Year-to-date, excluding dividend-reinvestment and new money, my dividends are down 8%. This is not ideal, but compare that to XIU, SPY and VTI, whose dividends are slashed 16.7%, 22.2% and 17.6% respectively this quarter. I may not have as many stocks, but my sector diversification is better than the index. Most of the index dividend cuts likely resulted from over-concentration in resource and financial stocks.


----------



## CanadianCapitalist (Mar 31, 2009)

FinancialJungle said:


> If Bob's yield-on-cost was 8+% prior to 2000, it's not necessary for him to trade in and out of equities to continue reaping the 8+% yield. He could hold his existing positions and plow new savings into cash until the next opportunities come along. From what I read, this is a very common practice for traditional dividend-based investors.
> 
> And no one says anything about timing the absolute bottoms to achieve 8% yield.
> 
> ...


This discussion is fast degenerating into a passive / active debate and we're mixing Bob's arguments with yours (which is really mostly my fault). So, I'll clarify my points. I'm using the index as a convenient shorthand for equity holdings because data on it is relatively easily available. An index is made up of dividend payers and non-payers. The non-payers don't pay a dividend, so if you exclude every non-payer, the dollar amounts of dividends from an index is a proxy for the dividend flow from a portfolio made up exclusively of dividend stocks. The difference is that the yield on a dividend portfolio will be higher than for an index. I readily concede this point. The market now yields 3% on the S&P 500 and 4% on the TSX. 
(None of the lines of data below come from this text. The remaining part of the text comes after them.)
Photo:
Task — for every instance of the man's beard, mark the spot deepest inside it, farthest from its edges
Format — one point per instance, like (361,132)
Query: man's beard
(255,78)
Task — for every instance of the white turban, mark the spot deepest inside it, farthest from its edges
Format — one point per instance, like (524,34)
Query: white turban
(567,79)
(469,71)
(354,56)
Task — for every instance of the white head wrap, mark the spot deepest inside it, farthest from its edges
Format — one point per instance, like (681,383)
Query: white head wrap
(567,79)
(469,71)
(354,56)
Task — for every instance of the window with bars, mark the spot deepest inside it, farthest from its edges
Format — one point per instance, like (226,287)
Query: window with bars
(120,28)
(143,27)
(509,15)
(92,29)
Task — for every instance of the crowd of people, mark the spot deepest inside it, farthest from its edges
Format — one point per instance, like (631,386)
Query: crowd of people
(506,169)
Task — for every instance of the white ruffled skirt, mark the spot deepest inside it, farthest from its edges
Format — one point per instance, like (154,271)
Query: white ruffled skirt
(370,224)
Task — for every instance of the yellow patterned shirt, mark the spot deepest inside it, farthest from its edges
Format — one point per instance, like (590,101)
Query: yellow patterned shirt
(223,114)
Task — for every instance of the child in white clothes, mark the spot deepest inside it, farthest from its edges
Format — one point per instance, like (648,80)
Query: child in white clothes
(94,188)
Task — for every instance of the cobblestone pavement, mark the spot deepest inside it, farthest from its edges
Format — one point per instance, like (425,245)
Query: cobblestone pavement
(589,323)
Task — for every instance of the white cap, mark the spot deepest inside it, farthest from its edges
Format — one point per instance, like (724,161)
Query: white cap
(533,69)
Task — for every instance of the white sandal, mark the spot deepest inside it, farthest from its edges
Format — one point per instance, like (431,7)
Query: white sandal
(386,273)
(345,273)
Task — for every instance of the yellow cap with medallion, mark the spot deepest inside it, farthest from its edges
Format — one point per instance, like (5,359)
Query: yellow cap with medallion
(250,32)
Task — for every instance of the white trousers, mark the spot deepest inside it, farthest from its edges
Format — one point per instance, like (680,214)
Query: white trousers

1. Not much is known about Bob's portfolio. The only thing we know is he purchased RioCan in 2002 at $13, recently at $12.15 and was buying Royal Bank at $25 (it never hit that price but what is a little data mining between friends). He has said he holds 10 stocks but we don't even know what his yield-on-cost is. I'm very skeptical that Bob (or anyone else's) yield-on-cost on the total portfolio is 8% when the best the broad market has yielded in the 9 nine years I've been investing is 4%. 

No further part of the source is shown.